Thread: Skipping useless lines?

  1. #1
    Registered User
    Join Date
    Oct 2012
    Posts
    158

    Skipping useless lines?

    Code:
    <!DOCTYPE html PUBLIC "-//W3C//DTD XHTML 1.0 Transitional//EN" "http://www.w3.org/TR/xhtml1/DTD/xhtml1-transitional.dtd">
    <html xmlns="http://www.w3.org/1999/xhtml">
    <head>
            <!-- ******************** Page title ******************** -->
            <title>UC Davis: Summer Sessions 2008</title>
            <!-- ******************** End page title ******************** -->
            <meta http-equiv="Content-Type" content="text/html; charset=iso-8859-1" />
    
    
    <!-- A Modern CSS -->
    <style type="text/css" media="screen">
            @import url(includes/main.css);
    .style16 {      color: #FFFFFF;
            font-weight: bold;
    }
    #page_content #calendar #disclaimerinfo {
            margin-right: 3em;
    }
    /* If class is cancelled, use this style: */
    .cancel {font-family: Verdana, Arial, Helvetica, sans-serif; font-size: 125%; font-weight:bold; color:#FF0000;}
    </style>
    
    
    <style type="text/css" media="print">
            @import url(includes/print.css);
    </style>
    <link href="includes/substyles.css" rel="stylesheet" type="text/css" />
    </head>
    
    
    <body>
    
    
    <div id="page_content">
    
    
    <!--
            This will show only in text-only browsers and allows the user
            to skip the primary navigation and go directly to either
            the second-level navigation or the main content of the page
    -->
            <div id="skipnav">Skip directly to: <a href="#content">Main page content</a></div>
    
    
            <!-- ******************** Header ******************** -->
            <div id="header">
            <!-- The actual logo image is the background of the logo_wrapper DIV.
                     This makes the page more compatible with text-only browsers. -->
                    <div id="logo_wrapper">
    
    
    
    
    
     81104           AAS     052      //    <--start of useful line 
     61754           AAS     050
    What method can i use to process the data in the useful line above?
    Someone mentioned using strncmp.

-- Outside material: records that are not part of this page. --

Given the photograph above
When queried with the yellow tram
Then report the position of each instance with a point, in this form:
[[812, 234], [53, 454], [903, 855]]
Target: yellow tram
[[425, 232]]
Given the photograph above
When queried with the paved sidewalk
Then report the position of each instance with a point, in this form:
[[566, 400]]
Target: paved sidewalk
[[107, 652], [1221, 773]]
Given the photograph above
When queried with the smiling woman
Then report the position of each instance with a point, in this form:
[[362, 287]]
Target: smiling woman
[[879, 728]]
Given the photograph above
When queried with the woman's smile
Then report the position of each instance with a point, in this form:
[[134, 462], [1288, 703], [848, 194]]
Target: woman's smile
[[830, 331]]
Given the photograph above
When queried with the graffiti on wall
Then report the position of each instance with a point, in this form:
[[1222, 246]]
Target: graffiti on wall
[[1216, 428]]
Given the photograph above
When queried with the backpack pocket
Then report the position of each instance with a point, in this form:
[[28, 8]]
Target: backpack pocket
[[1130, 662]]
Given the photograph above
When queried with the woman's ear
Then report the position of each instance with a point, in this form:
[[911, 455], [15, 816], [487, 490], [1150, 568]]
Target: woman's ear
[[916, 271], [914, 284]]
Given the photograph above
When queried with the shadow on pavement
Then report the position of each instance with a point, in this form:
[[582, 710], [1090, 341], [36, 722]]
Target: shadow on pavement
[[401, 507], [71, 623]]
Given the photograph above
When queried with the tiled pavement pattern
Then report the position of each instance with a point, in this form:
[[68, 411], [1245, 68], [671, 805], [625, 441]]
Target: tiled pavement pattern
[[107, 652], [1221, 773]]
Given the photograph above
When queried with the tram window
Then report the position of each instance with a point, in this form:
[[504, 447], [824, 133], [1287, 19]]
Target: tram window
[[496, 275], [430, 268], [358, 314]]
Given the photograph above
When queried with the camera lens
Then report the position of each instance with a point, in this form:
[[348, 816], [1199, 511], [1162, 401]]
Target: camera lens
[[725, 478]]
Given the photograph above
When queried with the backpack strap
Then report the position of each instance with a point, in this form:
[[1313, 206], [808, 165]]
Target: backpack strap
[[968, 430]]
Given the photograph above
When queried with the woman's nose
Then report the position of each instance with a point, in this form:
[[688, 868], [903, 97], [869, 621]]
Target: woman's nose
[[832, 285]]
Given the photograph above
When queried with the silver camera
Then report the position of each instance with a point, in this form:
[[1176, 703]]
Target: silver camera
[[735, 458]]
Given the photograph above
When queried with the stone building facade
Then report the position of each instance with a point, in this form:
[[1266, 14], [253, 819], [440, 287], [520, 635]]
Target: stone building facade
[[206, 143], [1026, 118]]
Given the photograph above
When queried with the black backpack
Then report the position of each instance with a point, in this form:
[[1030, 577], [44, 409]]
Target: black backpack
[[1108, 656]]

But the entire file is very long and doing it manually will take a long time. Basically skip the html junk above and jump into the line with 81104.
    Last edited by tmac619619; 11-24-2012 at 04:03 PM.

  2. #2
    SAMARAS std10093's Avatar
    Join Date
    Jan 2011
    Location
    Nice, France
    Posts
    2,694
    I won't agree with that someone.How would you do it?You would compare with what?This implies that you know what the useful data can be.

    The <!-- ... --> are for comments, so I would eat the comments.
    What is inside < > should be eaten too.

    As a result the useful line remains.

    But I do not see any obvious way of not reading all the data.In fact I think it is a must.

  3. #3
    Registered User
    Join Date
    Oct 2012
    Posts
    158
    i'm not sure how i can use strncmp method for this...

  4. #4
    SAMARAS std10093's Avatar
    Join Date
    Jan 2011
    Location
    Nice, France
    Posts
    2,694
    This is what I am saying I think that this is not the correct approach.

    You should write code that uncomments the data.Also your code should remove what is enclosed into < >
    In other words you should just skip them and only when you read useful data do something with it .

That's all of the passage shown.